Let $X$ be a random variable with density:
$ f_{X}(x) = \begin{cases} 1 - \theta & \frac{-1}{2} < x < 0 \\ 1 + \theta & 0 \leq x < \frac{1}{2} \\ 0 & otherwise \end{cases} $
Where $\theta \in (-1,1)$ is an unkown value. We have a random sample $X_{1},...,X_{n}$.
Find the maximun likelihood estimator for $\theta$.
This was an excersive on a test I took a few weeks ago and while I passed the test I still can't figure out what is the correct approach to this problem. I went through my notes and haven't seen a problem like this before.
I tried the usual way of writing $L(\theta, X_{1},...,X_{n})$ and trying to maximize it but that got me nowhere useful.
Any help would be greatly appreacited, thanks!
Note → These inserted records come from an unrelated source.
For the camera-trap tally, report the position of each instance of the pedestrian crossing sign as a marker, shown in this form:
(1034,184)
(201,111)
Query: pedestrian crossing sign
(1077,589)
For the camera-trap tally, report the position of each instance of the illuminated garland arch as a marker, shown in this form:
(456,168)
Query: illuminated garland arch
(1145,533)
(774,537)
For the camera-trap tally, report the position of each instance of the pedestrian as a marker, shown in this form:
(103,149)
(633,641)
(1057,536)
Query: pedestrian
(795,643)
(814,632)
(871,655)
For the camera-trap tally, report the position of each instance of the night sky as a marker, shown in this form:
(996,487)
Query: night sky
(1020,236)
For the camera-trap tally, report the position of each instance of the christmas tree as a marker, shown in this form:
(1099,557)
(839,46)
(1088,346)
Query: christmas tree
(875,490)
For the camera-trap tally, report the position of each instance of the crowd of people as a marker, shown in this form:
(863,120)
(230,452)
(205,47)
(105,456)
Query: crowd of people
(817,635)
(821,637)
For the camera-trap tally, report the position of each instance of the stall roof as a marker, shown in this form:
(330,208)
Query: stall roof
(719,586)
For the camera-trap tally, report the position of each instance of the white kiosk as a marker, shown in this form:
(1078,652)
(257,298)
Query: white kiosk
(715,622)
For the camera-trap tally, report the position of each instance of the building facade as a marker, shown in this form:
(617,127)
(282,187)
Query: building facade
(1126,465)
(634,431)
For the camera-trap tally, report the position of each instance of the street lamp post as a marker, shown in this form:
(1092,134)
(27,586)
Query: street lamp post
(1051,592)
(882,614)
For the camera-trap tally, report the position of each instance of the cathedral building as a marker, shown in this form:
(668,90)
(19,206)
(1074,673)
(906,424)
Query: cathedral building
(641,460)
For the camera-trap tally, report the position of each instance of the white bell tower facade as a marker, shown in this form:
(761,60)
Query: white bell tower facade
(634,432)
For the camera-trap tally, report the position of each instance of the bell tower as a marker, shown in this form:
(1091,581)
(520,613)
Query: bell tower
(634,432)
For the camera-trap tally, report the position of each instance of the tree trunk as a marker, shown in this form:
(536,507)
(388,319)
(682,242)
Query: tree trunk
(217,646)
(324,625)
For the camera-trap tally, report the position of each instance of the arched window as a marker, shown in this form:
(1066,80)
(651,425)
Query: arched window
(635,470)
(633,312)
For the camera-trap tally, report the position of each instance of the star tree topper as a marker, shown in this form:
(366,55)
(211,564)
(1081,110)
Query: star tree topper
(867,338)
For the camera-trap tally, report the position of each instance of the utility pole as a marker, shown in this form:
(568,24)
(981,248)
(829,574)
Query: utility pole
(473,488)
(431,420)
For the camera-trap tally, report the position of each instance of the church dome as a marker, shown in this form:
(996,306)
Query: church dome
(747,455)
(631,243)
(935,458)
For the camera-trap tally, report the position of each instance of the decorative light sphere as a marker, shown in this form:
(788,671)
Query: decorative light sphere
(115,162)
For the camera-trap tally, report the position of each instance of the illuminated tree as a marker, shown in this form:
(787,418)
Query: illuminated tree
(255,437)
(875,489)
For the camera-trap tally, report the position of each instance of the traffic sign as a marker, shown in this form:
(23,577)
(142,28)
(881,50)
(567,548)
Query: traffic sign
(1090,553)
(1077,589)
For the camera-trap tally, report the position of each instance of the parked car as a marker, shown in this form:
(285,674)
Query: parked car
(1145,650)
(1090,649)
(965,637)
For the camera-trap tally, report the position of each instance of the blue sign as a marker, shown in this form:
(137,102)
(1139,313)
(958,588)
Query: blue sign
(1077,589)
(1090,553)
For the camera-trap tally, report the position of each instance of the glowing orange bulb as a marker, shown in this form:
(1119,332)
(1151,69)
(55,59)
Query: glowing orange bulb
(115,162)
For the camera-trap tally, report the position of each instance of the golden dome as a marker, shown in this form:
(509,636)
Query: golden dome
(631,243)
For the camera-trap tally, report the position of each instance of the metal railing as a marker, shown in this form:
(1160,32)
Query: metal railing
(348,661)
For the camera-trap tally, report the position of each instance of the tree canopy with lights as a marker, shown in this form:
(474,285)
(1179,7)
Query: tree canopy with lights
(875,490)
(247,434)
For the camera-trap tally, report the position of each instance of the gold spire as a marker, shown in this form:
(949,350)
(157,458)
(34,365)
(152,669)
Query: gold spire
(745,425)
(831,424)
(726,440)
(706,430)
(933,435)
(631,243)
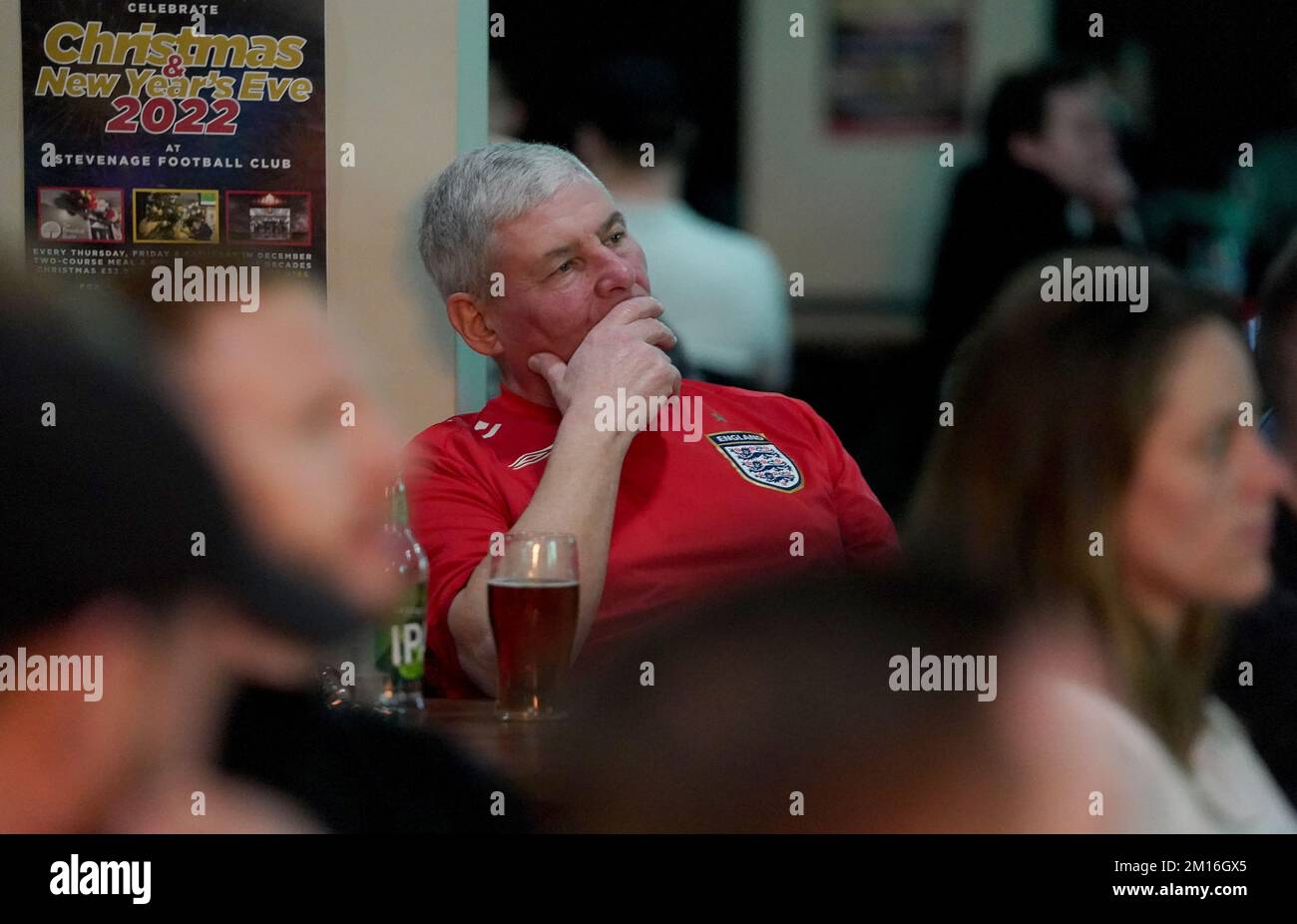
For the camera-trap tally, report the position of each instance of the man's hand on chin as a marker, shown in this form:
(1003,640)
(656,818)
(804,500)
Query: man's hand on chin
(623,350)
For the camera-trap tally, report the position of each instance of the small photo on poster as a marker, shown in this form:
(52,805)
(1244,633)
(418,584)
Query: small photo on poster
(79,216)
(176,216)
(268,217)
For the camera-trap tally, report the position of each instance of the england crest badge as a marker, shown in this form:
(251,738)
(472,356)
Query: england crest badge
(757,460)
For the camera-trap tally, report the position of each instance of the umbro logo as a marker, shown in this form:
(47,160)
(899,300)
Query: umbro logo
(530,458)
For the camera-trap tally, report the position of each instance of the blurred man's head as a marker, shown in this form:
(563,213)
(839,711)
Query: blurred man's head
(303,448)
(631,102)
(537,217)
(129,569)
(802,726)
(1051,120)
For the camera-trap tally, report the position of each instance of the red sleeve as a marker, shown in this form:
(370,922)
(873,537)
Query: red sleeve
(453,513)
(868,534)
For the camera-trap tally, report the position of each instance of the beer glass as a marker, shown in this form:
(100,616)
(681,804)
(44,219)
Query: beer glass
(532,599)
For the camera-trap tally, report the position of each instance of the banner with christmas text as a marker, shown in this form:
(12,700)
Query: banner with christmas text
(157,132)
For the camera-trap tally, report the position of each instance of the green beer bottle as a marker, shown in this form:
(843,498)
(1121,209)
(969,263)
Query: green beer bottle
(400,644)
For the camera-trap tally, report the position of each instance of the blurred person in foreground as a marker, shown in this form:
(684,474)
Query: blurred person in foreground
(263,391)
(808,726)
(1051,178)
(1102,462)
(722,289)
(720,487)
(133,607)
(1258,674)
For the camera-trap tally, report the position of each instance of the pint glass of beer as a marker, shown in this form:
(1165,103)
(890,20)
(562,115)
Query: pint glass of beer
(532,599)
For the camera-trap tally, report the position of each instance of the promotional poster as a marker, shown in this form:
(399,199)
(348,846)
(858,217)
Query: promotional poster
(157,132)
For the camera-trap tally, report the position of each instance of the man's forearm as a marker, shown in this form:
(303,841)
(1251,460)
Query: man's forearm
(576,495)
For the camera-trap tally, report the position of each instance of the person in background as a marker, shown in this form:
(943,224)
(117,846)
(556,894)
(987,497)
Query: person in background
(722,288)
(310,488)
(1257,674)
(1100,462)
(128,564)
(1051,178)
(750,484)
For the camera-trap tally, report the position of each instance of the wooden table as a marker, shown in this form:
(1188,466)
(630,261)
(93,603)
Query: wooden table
(517,750)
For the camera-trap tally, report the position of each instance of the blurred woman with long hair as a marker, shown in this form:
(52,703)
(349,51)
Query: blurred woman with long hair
(1102,460)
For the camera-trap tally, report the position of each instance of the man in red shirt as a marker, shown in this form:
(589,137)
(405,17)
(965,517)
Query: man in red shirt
(540,272)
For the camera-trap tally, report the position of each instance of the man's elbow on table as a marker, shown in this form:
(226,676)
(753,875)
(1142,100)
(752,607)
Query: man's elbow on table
(474,647)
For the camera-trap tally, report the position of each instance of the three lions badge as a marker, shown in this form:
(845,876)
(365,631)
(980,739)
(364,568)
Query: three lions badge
(757,460)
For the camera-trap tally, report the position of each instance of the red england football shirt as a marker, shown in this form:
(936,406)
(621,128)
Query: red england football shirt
(691,518)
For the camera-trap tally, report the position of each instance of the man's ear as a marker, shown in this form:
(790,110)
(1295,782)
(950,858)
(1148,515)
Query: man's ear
(470,322)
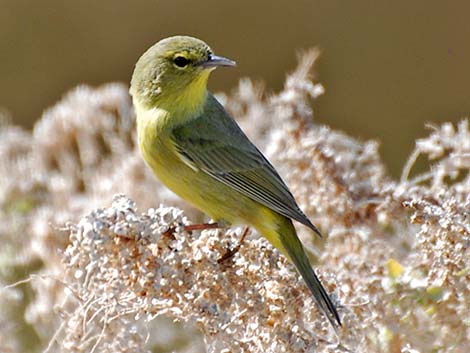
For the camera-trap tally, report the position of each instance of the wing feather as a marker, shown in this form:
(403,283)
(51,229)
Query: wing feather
(233,160)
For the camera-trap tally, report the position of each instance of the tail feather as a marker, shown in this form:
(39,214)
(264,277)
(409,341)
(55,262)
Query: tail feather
(294,249)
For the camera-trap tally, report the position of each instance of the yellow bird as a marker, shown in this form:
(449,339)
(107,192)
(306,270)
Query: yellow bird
(197,150)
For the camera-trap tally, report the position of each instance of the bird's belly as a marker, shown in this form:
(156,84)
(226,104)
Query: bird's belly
(204,192)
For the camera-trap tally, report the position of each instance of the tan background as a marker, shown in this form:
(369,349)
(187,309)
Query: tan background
(387,67)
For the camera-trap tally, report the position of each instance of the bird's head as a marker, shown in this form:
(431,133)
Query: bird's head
(174,71)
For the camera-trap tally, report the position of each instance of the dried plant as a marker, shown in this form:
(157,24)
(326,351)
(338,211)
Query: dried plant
(396,258)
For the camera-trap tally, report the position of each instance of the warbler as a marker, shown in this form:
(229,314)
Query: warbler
(197,150)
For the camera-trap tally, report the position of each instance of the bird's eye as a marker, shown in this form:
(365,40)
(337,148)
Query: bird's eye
(181,61)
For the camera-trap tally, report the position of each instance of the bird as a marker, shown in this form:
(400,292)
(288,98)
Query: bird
(196,148)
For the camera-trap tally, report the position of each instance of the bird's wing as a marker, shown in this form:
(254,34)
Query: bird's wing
(213,143)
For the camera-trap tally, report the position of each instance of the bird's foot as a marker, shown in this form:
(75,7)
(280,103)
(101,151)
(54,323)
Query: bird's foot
(201,226)
(230,252)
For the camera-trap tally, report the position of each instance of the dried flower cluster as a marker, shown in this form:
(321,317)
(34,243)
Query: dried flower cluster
(396,257)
Let $a=\sum_{i=1}^n\mathbf 1_{(-\frac{1}{2},0)}(X_i)$ be the number of observations between $-\frac{1}{2}$ and $0$. Then the number of observations in $\left[0,\frac{1}{2}\right)$ is $n-a$. The likelihood function is $$L(\theta)=(1-\theta)^a(1+\theta)^{n-a}$$ and the log-likelihood function is $$l(\theta)=a\log (1-\theta)+(n-a)\log (1+\theta)$$ Differentiating $l(\theta)$ and equating it to $0$, $$l'(\theta)=-\frac{a}{1-\theta}+\frac{n-a}{1+\theta }=\frac{-a(1+\theta)+(n-a)(1-\theta)}{1-\theta^2}=\frac{-n\theta -2a+n}{1-\theta ^2}$$ This gives our desired MLE: $$\theta_{\text{MLE}}=\frac{n-2a}{n}=\frac{n-2\sum_{i=1}^n\mathbf 1_{(-\frac{1}{2},0)}(X_i)}{n}$$